HTTP probe failed with statuscode 503


(JABIL) #1

Hello,

After rebooting Kubernetes’ nodes there is an issue:
kubectl describe pod cockroach-cockroachdb-0

Events:
Type Reason Age From Message


Warning Unhealthy 49s (x2638 over 3h) kubelet, lab-arp-node2 Readiness probe failed: HTTP probe failed with statuscode: 503

I can enter into pod cockroach-cockroachdb-0, ‘cockroach sql --insecure’ doesn’t work.
‘./cockroach init --insecure’ leads to:
Error: rpc error: code = AlreadyExists desc = cluster has already been initialized with ID …

Is there any way to debug it? Why does it happen?

P.S. There are 3 cockroach nodes. One kubernetes node was in NotReady state, there was unstable work with db. Kubernetes nodes were restarted. After that we have 503 issue.


(Alex Robinson) #2

Hi @Serg,

I’m sorry to hear things aren’t working as expected! Would you mind providing a little more info? Specifically, it’d be great if you could provide:

  1. What the output of cockroach sql --insecure is on pod cockroach-cockroachdb-0.
  2. Does cockroach sql --insecure work on the other pods?
  3. Could you share the logs from all the pods with us/me? kubectl logs <pod-name> should grab them.

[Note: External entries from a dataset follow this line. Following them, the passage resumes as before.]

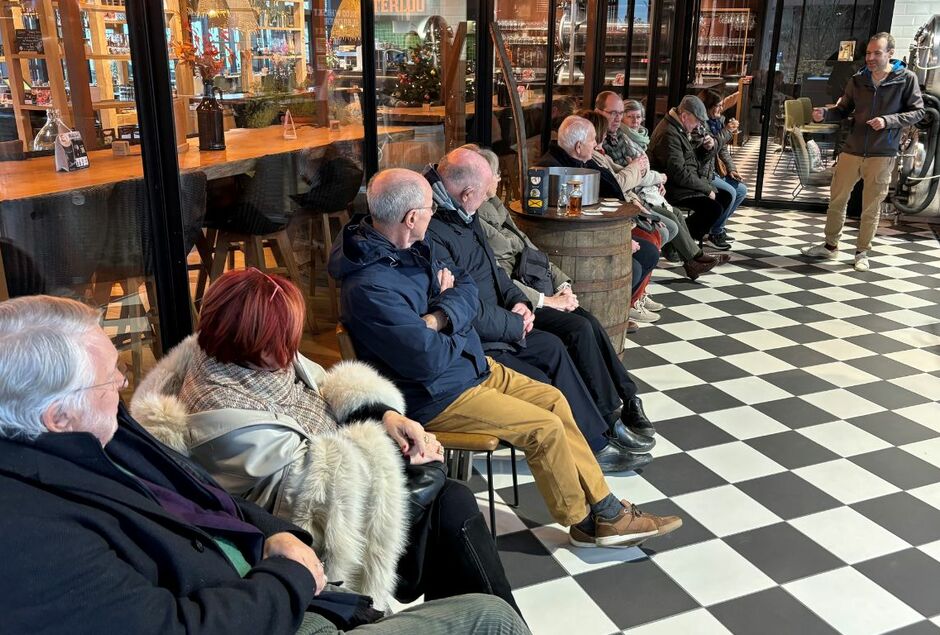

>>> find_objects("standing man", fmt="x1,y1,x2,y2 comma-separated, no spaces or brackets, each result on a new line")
801,32,924,271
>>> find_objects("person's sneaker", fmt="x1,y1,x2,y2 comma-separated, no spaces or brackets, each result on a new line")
630,303,660,323
801,243,838,259
703,233,732,251
641,293,665,312
719,230,735,243
569,523,597,548
854,251,870,271
594,501,683,548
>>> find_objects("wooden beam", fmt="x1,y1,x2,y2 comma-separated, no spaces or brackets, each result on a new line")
59,0,100,149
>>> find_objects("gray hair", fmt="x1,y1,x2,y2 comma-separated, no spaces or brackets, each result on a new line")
558,116,595,153
437,148,486,193
0,296,101,441
367,168,428,224
463,144,499,177
623,99,644,116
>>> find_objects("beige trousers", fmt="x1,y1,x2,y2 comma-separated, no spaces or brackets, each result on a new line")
824,153,896,252
427,359,610,527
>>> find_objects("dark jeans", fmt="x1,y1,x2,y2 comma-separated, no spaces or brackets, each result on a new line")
632,236,660,295
535,306,638,423
396,479,520,616
490,329,610,452
672,193,729,240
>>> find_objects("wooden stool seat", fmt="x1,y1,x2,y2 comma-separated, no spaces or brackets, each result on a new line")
435,431,501,453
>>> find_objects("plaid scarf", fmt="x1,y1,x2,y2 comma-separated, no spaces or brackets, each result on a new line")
602,127,634,166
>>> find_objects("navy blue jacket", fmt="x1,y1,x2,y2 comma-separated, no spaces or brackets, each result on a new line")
328,218,489,423
426,209,530,353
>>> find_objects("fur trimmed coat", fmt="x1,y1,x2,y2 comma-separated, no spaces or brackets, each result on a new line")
131,336,409,610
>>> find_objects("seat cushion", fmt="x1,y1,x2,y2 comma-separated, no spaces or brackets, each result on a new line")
435,431,501,452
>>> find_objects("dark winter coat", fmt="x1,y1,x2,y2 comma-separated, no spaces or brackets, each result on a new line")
0,405,315,635
825,59,924,157
535,142,627,200
648,108,717,202
328,218,489,423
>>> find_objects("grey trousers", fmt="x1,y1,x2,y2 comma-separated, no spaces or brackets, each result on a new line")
648,204,699,261
296,593,530,635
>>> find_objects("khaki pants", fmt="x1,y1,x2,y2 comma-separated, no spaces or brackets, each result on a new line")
824,153,895,252
427,360,610,527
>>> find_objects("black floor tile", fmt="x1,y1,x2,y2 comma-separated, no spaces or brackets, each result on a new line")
736,471,842,520
723,270,775,284
779,275,832,291
724,522,845,583
845,382,931,410
843,334,915,355
496,529,569,589
848,411,940,446
638,453,728,497
770,324,832,345
776,290,834,307
849,448,940,491
717,284,776,299
495,482,555,529
648,290,703,307
709,587,840,635
843,297,903,314
745,431,841,469
753,399,838,430
693,335,760,357
761,369,837,396
655,415,738,451
637,498,717,554
622,347,673,370
575,558,699,630
700,316,764,335
664,384,746,414
766,345,839,368
886,621,940,635
677,359,752,383
855,549,940,618
845,313,910,333
629,327,683,347
847,355,922,380
852,492,940,546
709,299,766,316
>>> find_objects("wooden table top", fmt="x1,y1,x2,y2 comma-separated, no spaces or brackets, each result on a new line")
0,124,415,201
509,199,644,223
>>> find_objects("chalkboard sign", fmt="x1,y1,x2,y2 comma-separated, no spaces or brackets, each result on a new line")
14,29,44,54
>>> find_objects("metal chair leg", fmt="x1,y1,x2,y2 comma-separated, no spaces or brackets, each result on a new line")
509,446,519,507
486,451,497,539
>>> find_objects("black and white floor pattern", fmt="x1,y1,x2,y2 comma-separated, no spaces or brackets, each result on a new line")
733,136,834,203
463,207,940,634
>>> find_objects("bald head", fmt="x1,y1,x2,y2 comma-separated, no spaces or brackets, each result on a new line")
368,168,431,225
437,148,492,214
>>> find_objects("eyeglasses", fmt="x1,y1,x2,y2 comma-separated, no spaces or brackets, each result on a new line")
603,109,625,117
401,202,437,223
71,362,129,394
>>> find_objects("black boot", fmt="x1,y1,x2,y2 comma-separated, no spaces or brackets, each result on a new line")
594,442,653,473
622,396,656,437
608,420,655,452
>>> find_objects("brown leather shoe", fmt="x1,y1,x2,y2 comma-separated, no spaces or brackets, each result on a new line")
626,320,639,334
683,257,717,281
714,253,732,265
595,501,683,548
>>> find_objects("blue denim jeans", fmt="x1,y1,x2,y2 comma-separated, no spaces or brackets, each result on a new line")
710,175,747,234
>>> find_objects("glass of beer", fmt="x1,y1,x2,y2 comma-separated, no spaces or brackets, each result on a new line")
566,179,582,217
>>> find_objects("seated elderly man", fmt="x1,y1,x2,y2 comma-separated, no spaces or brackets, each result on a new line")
0,295,528,635
647,95,726,243
423,147,654,472
328,168,682,549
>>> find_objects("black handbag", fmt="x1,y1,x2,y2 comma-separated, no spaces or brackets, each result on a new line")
513,246,554,296
395,461,447,602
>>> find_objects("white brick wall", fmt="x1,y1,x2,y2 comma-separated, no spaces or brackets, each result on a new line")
891,2,940,61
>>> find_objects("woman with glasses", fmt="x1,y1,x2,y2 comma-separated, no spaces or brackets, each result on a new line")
131,268,520,615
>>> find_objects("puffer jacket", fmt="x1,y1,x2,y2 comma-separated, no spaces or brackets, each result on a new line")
476,196,572,306
825,59,924,157
648,108,716,201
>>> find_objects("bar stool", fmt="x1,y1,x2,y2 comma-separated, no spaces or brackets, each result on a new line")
336,323,519,538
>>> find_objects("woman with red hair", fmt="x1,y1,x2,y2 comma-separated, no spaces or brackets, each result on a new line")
132,268,518,614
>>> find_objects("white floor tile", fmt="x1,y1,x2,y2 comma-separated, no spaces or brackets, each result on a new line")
638,392,696,422
813,272,866,287
740,296,801,312
797,421,891,457
653,539,776,606
812,286,867,302
875,279,932,293
784,567,922,635
897,402,940,432
649,433,683,458
789,506,910,564
879,294,936,310
713,376,795,405
800,389,884,419
901,437,940,469
606,471,669,506
802,361,880,388
918,539,940,566
475,494,531,537
811,339,878,361
514,577,619,635
656,320,727,341
883,327,940,348
888,373,940,396
703,406,790,440
811,302,870,319
887,349,940,373
668,304,732,321
623,608,733,635
793,459,900,504
645,341,715,364
806,319,873,339
632,365,705,391
882,309,939,328
748,280,805,295
673,485,781,537
688,442,786,483
675,288,739,304
723,351,796,376
738,311,801,330
909,482,940,512
530,524,647,577
730,330,796,351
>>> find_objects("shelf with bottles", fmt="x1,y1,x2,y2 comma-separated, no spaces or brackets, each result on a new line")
695,7,755,79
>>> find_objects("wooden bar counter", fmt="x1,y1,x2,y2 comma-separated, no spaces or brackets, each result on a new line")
509,201,635,353
0,124,414,201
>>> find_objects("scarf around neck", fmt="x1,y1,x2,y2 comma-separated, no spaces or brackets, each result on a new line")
423,164,473,225
624,125,650,151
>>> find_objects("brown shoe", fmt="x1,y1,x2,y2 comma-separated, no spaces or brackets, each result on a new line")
715,253,732,265
626,320,639,334
683,257,717,281
595,501,683,548
569,523,596,548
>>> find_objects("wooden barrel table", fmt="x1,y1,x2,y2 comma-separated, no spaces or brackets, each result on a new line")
510,202,634,353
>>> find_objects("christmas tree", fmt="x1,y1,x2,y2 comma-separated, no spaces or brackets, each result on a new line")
391,38,441,106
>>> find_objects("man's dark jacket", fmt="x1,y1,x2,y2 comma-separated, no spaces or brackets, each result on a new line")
824,59,925,157
536,142,625,200
328,218,489,423
426,208,532,353
0,405,314,635
647,109,717,202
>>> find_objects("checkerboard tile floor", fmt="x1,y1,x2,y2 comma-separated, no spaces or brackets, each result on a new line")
469,207,940,634
733,136,833,203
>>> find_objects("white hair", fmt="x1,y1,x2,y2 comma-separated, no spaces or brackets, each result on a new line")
367,168,428,224
558,116,595,153
0,296,101,441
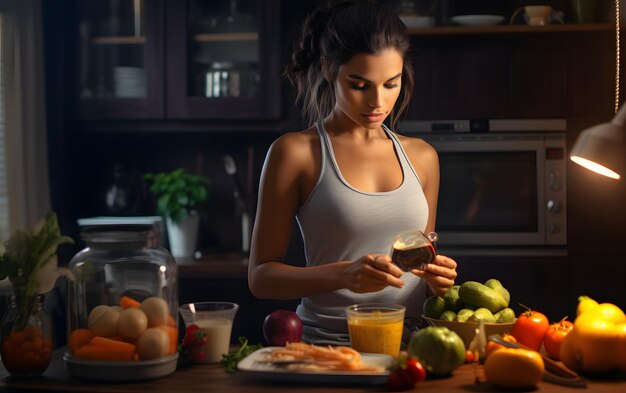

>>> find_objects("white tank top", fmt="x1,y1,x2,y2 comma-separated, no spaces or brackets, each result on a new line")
295,121,430,345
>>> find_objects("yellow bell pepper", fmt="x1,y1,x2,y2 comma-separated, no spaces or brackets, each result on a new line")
484,348,544,389
576,295,598,316
561,296,626,373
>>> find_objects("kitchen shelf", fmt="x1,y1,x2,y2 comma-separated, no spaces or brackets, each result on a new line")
408,23,614,36
176,253,248,279
91,36,147,44
192,32,259,42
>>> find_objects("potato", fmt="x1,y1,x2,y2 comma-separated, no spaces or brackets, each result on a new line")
88,305,121,337
137,328,169,360
118,308,148,340
140,297,169,327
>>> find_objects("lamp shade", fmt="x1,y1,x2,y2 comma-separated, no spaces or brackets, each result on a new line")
570,105,626,180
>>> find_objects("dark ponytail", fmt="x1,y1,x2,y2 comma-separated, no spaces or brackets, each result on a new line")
284,0,413,129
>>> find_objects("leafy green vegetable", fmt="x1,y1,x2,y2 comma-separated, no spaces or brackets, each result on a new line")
0,212,74,330
221,336,263,374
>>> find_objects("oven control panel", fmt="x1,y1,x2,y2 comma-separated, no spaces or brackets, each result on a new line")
544,136,567,245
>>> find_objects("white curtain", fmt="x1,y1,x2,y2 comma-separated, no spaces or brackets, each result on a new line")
1,0,51,230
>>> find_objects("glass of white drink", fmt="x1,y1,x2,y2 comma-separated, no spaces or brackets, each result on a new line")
178,302,239,363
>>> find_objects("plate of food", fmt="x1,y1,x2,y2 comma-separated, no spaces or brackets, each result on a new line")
451,15,505,26
237,342,393,384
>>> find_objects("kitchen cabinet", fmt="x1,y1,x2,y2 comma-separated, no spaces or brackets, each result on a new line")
77,0,165,119
405,24,615,120
76,0,280,120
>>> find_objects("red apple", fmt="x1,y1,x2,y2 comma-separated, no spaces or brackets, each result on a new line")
262,310,303,346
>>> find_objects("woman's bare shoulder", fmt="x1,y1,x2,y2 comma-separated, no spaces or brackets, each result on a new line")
396,133,438,162
269,127,318,157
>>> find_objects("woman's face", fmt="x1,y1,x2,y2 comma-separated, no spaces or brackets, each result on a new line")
331,48,404,130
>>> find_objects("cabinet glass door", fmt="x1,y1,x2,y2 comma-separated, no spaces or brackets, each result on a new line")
78,0,164,119
189,0,259,99
166,0,280,119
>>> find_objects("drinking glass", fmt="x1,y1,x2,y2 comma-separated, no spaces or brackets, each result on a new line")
391,229,438,271
179,302,239,363
345,303,405,357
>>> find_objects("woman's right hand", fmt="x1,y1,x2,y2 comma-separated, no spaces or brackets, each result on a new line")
341,254,405,293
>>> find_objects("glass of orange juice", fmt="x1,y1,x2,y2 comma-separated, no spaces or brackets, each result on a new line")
345,303,405,356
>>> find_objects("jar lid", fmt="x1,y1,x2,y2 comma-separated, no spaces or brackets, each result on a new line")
80,224,151,246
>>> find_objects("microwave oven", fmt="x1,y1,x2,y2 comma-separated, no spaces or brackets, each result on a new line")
401,119,567,251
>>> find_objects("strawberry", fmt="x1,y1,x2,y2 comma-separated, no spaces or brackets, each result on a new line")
178,324,208,366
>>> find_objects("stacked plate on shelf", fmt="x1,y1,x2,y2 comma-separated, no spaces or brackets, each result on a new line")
400,15,435,28
113,66,147,98
451,15,505,26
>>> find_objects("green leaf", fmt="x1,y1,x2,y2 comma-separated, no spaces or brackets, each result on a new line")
177,194,189,206
143,168,210,221
220,337,263,374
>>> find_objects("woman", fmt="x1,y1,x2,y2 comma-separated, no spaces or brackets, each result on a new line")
248,0,457,345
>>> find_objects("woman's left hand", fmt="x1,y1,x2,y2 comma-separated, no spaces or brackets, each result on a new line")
411,254,457,296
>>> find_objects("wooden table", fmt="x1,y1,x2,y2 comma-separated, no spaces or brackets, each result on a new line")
1,350,625,393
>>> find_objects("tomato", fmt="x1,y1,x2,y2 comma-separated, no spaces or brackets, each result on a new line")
484,348,544,389
484,333,517,359
387,370,405,391
543,317,573,360
404,358,426,383
509,305,549,351
465,349,475,364
387,354,426,391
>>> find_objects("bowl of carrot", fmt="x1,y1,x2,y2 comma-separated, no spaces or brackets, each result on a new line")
64,295,179,381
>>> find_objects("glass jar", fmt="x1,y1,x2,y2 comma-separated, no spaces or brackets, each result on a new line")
0,295,52,377
65,225,178,381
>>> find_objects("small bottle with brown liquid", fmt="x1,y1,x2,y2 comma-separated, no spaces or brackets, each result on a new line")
391,230,438,271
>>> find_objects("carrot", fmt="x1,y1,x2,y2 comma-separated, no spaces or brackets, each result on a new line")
157,325,178,355
30,336,43,350
120,295,141,309
8,350,47,372
0,323,53,372
8,331,25,344
15,339,37,357
41,347,52,362
90,336,137,354
2,337,19,357
23,325,42,338
69,329,93,355
19,351,39,366
106,336,134,343
74,344,136,361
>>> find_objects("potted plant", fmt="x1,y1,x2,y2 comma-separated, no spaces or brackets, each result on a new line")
0,212,74,376
143,169,209,258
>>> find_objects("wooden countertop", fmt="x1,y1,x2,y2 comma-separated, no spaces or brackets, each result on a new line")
1,349,625,393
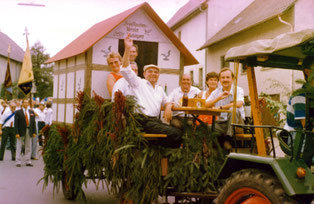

If you don’t want to share them publicly, feel free to email them to alex@cockroachlabs.com.

(JABIL) #3

# ./cockroach sql --insecure
Only welcome output:
#Welcome to the cockroach SQL interface.
#All statements must be terminated by a semicolon.
#To exit: CTRL + D.

Program is hanging.

$ kubectl get pods

NAME READY STATUS RESTARTS AGE

mycockroach-cockroachdb-0 0/1 Running 0 22h
mycockroach-cockroachdb-1 0/1 Running 0 12m
mycockroach-cockroachdb-2 0/1 Running 0 22h

As status ‘0/1’ for all nodes, there is no output on the pods.


(Alex Robinson) #4

From the logs you sent me, the disks that had been used by mycockroach-cockroachdb-0 and mycockroach-cockroachdb-2 before the nodes restarted got wiped. mycockroach-cockroachdb-1 still has its data, but because two out of the three nodes lost their data, it’s unable to form a quorum and thus unable to do much of anything.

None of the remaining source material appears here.